En definitiva, un triunfo notable de la audacia agnóstica, un perdedor con la mayor fuerza histórica de las derechas y una ducha de institucionalidad para quienes apostaban a un sistema democrático moribundo.
Es difícil compatibilizar a un Boric-presidentede- todos-los-chilenos, con el líder estudiantil y confrontacional que conocimos hasta hace poco. Ese que se tomó una Facultad de Derecho para instalar un decano a su pinta, reducía todas las variables del capitalismo al neoliberalismo, avalaba la violencia del estallido, justificaba a los “presos de la revuelta”, quería refundar a los carabineros y democratizar a los militares, postulaba una plurinacionalidad sin resguardos y demoró en definir a Nicolás Maduro como dictador. Nada muy centrista que digamos.
Sin embargo, dada su legitimidad electoral y las urgencias del momento, resolver ese enigma identitario luce como un pasatiempo académico. Más vale endosar el cambio y asumir que Boric ya no es el que fue, sino el gobernante que será.

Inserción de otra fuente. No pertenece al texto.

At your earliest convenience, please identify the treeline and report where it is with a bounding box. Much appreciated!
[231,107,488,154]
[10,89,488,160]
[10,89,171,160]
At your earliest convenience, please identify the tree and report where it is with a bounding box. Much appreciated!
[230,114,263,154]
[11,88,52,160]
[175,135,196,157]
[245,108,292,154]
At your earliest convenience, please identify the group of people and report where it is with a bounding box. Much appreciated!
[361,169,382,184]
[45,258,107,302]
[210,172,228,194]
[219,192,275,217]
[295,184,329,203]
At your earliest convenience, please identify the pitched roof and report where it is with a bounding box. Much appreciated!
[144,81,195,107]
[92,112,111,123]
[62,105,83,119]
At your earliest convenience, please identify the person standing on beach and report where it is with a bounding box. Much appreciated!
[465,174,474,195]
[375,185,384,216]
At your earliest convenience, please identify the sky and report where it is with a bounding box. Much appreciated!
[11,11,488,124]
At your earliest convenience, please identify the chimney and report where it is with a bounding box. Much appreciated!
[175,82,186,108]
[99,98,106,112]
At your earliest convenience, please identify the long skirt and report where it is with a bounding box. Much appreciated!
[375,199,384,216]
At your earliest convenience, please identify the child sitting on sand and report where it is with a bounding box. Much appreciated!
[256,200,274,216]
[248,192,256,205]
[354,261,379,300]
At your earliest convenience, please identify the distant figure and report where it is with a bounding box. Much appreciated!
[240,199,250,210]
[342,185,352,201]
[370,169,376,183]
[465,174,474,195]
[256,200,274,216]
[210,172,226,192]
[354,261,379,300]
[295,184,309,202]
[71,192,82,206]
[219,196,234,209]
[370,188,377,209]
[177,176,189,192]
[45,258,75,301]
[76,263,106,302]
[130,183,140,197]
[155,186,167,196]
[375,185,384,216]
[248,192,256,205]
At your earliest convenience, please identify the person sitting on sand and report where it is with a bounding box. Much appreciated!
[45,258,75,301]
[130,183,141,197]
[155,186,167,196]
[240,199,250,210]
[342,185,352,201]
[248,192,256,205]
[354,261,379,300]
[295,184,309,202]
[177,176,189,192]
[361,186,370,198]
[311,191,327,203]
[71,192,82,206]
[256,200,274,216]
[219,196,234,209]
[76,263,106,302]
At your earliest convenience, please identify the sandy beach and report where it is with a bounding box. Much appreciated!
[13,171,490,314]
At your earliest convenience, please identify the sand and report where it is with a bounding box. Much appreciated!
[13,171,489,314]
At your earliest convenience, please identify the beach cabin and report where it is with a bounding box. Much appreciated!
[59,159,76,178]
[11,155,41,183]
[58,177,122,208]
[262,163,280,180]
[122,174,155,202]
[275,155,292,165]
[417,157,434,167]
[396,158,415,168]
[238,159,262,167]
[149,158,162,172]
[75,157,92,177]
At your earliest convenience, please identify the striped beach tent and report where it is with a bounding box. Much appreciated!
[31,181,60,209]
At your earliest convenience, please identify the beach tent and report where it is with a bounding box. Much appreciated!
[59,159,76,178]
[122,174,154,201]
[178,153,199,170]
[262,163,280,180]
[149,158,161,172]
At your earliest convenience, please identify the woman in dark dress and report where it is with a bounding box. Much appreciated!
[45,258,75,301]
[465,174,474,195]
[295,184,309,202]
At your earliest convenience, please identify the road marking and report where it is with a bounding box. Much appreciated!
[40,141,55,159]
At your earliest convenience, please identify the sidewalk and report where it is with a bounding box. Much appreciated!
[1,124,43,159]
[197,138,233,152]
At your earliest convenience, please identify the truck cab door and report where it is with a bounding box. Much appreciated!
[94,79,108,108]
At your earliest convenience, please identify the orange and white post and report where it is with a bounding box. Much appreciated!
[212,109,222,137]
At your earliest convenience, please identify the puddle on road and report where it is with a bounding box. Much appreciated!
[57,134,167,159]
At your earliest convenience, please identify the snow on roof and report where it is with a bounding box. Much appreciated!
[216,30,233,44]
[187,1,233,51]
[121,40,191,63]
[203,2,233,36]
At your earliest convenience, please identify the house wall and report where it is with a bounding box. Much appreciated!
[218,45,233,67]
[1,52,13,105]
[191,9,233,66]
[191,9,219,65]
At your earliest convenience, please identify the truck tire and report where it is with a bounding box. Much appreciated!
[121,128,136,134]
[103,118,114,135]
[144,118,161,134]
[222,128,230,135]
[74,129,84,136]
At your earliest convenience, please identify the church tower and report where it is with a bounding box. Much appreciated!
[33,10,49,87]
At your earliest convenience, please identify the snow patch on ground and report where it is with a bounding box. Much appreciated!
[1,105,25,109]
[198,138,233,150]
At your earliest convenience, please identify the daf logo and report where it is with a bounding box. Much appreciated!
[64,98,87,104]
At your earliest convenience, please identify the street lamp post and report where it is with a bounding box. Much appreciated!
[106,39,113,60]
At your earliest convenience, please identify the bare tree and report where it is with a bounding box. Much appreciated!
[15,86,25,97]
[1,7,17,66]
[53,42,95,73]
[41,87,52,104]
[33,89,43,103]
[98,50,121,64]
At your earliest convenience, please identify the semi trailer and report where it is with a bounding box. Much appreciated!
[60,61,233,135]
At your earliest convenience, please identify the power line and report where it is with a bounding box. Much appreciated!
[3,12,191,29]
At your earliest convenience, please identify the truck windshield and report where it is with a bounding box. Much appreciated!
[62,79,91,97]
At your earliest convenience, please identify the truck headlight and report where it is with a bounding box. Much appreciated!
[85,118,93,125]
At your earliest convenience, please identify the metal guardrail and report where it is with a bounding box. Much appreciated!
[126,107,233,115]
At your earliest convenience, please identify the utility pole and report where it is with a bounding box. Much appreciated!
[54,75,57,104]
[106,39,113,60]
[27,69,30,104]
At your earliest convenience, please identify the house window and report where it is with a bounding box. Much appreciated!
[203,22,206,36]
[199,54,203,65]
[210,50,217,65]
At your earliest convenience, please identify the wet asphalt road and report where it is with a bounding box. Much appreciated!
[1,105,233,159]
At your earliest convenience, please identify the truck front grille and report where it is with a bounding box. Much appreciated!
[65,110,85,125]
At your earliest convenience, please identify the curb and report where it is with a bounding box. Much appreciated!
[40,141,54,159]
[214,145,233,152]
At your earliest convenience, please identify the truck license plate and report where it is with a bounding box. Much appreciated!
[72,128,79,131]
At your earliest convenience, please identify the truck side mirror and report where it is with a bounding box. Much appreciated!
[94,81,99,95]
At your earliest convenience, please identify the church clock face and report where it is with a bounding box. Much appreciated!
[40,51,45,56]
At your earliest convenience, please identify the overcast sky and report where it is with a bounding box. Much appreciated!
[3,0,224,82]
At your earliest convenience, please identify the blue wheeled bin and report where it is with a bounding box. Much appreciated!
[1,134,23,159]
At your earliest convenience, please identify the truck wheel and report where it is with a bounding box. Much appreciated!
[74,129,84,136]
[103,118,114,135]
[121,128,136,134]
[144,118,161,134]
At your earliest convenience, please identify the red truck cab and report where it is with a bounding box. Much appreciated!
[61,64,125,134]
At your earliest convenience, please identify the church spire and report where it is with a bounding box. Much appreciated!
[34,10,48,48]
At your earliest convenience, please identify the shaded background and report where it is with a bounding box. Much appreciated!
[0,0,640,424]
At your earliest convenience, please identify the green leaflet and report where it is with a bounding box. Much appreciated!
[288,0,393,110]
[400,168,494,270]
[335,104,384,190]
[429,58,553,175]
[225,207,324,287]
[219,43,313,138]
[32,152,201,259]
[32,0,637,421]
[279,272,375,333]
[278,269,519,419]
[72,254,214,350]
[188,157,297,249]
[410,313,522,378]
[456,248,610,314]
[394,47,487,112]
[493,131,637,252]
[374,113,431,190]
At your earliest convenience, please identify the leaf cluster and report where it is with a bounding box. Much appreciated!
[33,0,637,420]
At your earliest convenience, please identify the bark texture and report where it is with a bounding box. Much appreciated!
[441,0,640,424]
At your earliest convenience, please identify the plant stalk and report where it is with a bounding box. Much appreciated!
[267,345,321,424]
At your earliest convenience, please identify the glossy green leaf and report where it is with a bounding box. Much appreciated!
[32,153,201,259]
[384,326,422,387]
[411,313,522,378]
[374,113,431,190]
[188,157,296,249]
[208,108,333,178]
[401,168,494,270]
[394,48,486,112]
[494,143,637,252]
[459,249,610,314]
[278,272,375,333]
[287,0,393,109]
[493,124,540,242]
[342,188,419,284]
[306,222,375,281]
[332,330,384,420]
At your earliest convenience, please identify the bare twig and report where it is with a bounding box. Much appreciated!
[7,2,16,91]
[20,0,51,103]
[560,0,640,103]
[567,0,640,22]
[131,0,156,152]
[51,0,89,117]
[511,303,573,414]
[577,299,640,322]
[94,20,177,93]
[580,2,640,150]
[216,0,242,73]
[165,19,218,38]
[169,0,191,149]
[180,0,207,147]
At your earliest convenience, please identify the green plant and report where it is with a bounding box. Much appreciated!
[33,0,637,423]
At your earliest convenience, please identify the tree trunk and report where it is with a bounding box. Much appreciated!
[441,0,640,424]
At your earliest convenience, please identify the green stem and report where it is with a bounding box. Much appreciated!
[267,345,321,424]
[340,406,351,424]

Es el talante que, vía tregua de nervios, nos permitió celebrar esos ritos democráticos que la polarización estaba sepultando: reconocimiento hidalgo del derrotado, saludo al vencedor del presidente incumbente y compuesta visita a Palacio del presidente electo.

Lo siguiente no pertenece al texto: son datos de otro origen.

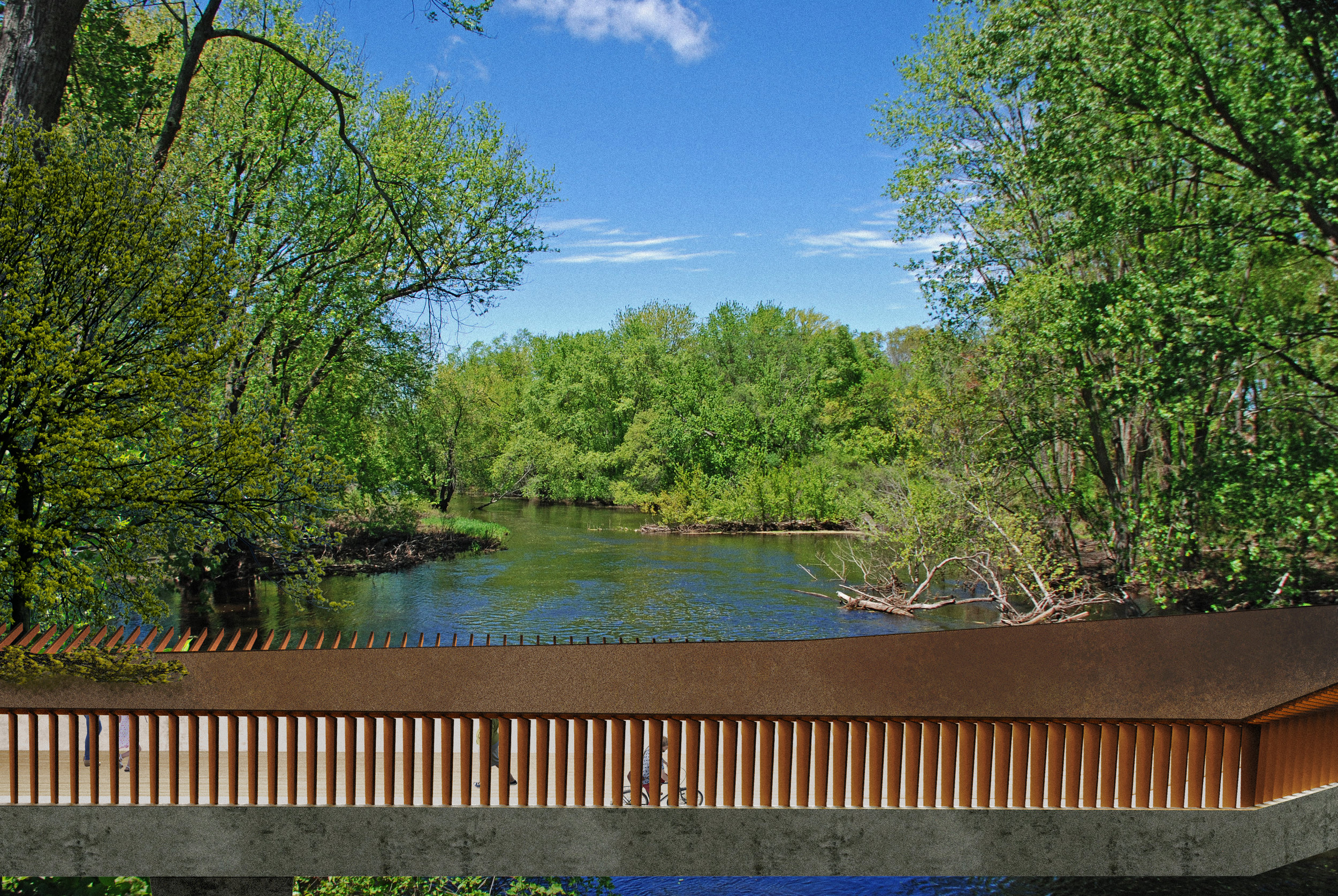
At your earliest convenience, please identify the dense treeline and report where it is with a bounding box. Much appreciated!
[0,0,553,623]
[317,303,909,527]
[846,0,1338,609]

Lo que debiera importar, ahora, es que el ciclo que se inicia despolarice el ambiente. Y eso dista de ser poco.
Por el momento, estamos en el tiempo de los saludos y olfateos. Ese interregno en el cual periodistas y otros maquiavelos instalan nombres de los miembros del círculo de hierro del gobernante, de quienes se le unirán altruistamente para compartir el poder y de quiénes serán los enemigos a demoler.

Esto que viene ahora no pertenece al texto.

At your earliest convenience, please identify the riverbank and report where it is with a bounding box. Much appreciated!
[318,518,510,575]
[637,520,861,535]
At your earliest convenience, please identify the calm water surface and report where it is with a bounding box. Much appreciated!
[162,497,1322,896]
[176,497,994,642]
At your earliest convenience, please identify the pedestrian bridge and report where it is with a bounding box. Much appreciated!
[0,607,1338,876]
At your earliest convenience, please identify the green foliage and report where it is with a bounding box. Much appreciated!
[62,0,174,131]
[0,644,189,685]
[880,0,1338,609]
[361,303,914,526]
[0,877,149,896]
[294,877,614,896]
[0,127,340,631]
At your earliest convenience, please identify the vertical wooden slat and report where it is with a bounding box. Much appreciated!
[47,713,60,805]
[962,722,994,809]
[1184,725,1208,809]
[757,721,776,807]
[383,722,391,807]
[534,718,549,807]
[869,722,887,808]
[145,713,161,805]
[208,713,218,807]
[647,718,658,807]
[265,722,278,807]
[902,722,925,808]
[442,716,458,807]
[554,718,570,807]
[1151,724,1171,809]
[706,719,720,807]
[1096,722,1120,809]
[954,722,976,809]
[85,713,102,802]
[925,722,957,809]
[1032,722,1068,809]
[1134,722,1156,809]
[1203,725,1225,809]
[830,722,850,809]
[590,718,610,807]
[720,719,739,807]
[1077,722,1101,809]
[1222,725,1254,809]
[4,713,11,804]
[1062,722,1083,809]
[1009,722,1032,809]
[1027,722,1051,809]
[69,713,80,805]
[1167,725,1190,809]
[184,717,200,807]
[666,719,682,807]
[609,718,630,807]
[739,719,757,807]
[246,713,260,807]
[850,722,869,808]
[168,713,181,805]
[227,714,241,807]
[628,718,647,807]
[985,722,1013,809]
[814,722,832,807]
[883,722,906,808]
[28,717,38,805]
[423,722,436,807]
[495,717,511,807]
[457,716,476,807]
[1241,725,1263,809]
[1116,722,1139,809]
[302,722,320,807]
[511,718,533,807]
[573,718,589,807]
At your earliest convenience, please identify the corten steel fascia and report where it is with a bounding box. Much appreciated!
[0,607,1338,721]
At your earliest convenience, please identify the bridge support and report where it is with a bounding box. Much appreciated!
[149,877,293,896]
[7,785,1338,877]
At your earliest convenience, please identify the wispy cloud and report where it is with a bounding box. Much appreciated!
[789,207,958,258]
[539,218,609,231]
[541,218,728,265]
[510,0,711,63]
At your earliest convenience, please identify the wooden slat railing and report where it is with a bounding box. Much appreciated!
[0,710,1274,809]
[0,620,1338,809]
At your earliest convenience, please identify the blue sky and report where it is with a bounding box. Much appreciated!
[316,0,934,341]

Lo importante de esta etapa es que sea brevísima, pues la pandemia sigue rugiendo, el terrorismo en la Araucanía es una evidencia atroz y la economía emite señales cada día más angustiosas. Por eso, lo decisivo es que la centrificación de Boric se consolide como una mutación estratégica, que le permita ejercer un liderazgo democrático sólido.
Esto será complicado, por cinco motivos principales: uno, porque, con excepción del Partido Comunista, las organizaciones que lo apoyaron no se caracterizan por una disciplina leninista. Dos, porque la dirigencia comunista no está aplaudiendo su flexibilidad y ya lo ha conminado a ceñirse al programa inicial. Tres, porque los políticos desprestigiados no asumen que cualquier refundación debe comenzar por casa. Cuatro, porque la mayoría refundacional de la Constituyente no da señales de flexibilidad. Cinco, porque los poderes fácticos de la economía suelen ser impacientes.
Ante tanta complejidad, Boric debiera asimilar la experiencia que le compartió Carlos Caszely. Nuestro célebre exgoleador le dijo, por escrito, que él no cotizaba los aplausos de los hinchas al entrar a la cancha. Lo que le importaba era el aplauso al terminar el partido, “pues quería decir que lo habíamos hecho bien”.
Para el nuevo presidente, eso implica mantener los pies sobre la tierra y amarrar a quienes los tienen firmemente plantados en el aire.